= Red Willow Lake Resort =

Seasonal resort in Binford, North Dakota

Red Willow Lake Resort is a private, family-owned and seasonal resort located in Binford, North Dakota. The resort is located on the southeast shore of Red Willow Lake and operates a restaurant, pavilion, campground, swimming beach, and baseball diamonds. The resort also leases shore property to private cottage owners.

Recreational activities near the resort date back to homesteaders who took up land near the lake in the early 1880s. The area quickly became a favorite recreation area for fishers, hunters, campers and picnickers.
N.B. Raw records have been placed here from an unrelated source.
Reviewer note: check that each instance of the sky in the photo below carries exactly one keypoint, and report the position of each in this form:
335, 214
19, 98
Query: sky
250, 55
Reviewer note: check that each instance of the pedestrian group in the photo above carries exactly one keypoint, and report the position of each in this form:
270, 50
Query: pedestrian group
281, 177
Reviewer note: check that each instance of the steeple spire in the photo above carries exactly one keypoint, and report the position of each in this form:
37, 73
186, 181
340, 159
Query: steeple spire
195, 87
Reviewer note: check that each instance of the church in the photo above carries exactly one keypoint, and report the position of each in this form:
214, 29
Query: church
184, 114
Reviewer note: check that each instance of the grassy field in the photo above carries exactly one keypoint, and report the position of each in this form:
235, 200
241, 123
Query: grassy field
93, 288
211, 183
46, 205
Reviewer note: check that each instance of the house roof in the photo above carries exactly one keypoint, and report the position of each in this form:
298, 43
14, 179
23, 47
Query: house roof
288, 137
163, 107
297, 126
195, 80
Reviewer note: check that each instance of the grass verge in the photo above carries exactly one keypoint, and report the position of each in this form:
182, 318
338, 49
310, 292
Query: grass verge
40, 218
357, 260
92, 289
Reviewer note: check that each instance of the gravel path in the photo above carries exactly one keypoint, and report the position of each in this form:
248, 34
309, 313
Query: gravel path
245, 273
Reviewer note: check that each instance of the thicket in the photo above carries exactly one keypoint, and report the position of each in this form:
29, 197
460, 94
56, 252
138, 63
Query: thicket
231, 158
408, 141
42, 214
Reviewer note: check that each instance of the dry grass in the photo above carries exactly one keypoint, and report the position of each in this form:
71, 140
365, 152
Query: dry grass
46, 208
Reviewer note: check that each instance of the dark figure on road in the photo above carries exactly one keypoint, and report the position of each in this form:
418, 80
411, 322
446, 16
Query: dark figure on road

The annual Fourth of July dance was held in 1885. A Red Willow Association was formed and several buildings were erected for the future summer resort. The resort experienced several ownership and management changes until 1946 when Bill and Vernis Haines became the sole owners of the land and resort.[1]

The Haines built Red Willow Lake Resort into a thriving business that drew young people from throughout the region. The resort hosted several dances headlined by big name bands of the era. When not hosting popular dances, the pavilion was used for roller skating. The resort became well known for hosting youth and adult baseball and softball tournaments. The resort was a very popular weekend destination for generations of young people. A public access to the lake, swimming beach, boat rides, and paddle boat rentals allowed visitors to enjoy the lake.[2] The resort experienced its greatest popularity during the decades of the 1950s, 1960's and 1970's.

The resort continues to be operated by the Haines family on summer weekends.